To directly apply this to the ACA: How stupid would you have to be, to quit your job or find a lower-paying job, to qualify for federal subsidies? The subsidy is scaled so that you pay a maximum percentage of your income towards healthcare insurance, so getting a lower-paying job has no effect on your after-insurance income.
"The [ACA] in general is largely redistributed, but in the wrong direction and in an unfair direction."So, what's the point of pooled insurance, if you receive exactly the share that you put into the system? Why therefore, don't we just require people to put money away into a special medical savings account? The obvious answer is, that the people who end up being the sickest, won't be able to keep up with their expenses, and therefore is no better than not having insurance.
Let's not forget that, pre-ACA, people with congenital diseases or problems, were promptly dropped from their plans, then were unable to find insurance because of these pre-existing illnesses. So, even if they wanted to buy insurance, they were denied.

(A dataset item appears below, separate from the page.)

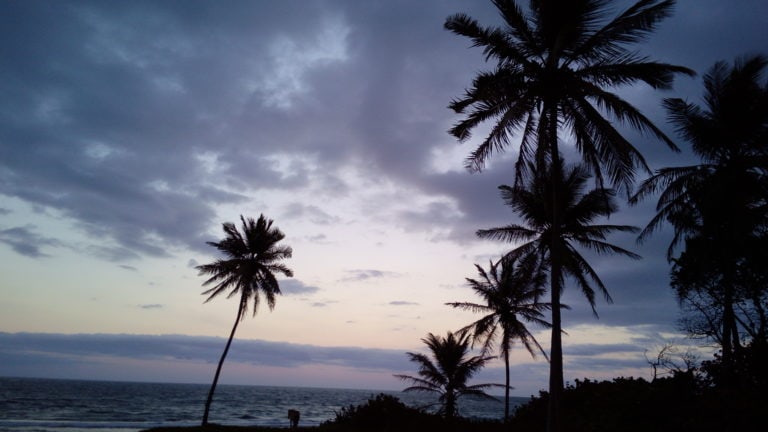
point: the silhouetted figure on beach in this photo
(293, 417)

"If somebody is born with Down syndrome -- I think most Americans would say a child that is born with Down syndrome, let's try to provide that child with adequate health care."Single adults who'll never have children have zero vested self-interest in covering the treatment of Down Syndrome children, now do they? So here we go: Roy's demonstrating his inconvenient bullshit, where he's against redistribution, but yet for it. Same thing goes for genetically-related breast cancer: Why would men, without any family history of breast cancer, want to have to pay for predominantly women who get breast cancer?
"When the government starts to determine what the plans must contain that you have problems with access to care."So back to that first quote from Roy. In some alternate universe, the government can build a medical safety net program, but yet, not determine what these safety nets include coverage for. And, because Roy is against government as central planner, the government rather throws money at poor people and tells them to use it to buy whatever insurance they want, no strings attached, no predetermined items that must be covered. If a conservative tells you that the best solution is for government to give poor people money without strings attached, we must be in that alternative universe.
Avik Roy seems genuinely concerned about people who cannot afford healthcare coverage or treatment, yet the very solutions he points to, contravene his dogma. I really think he should quit working for a think tank.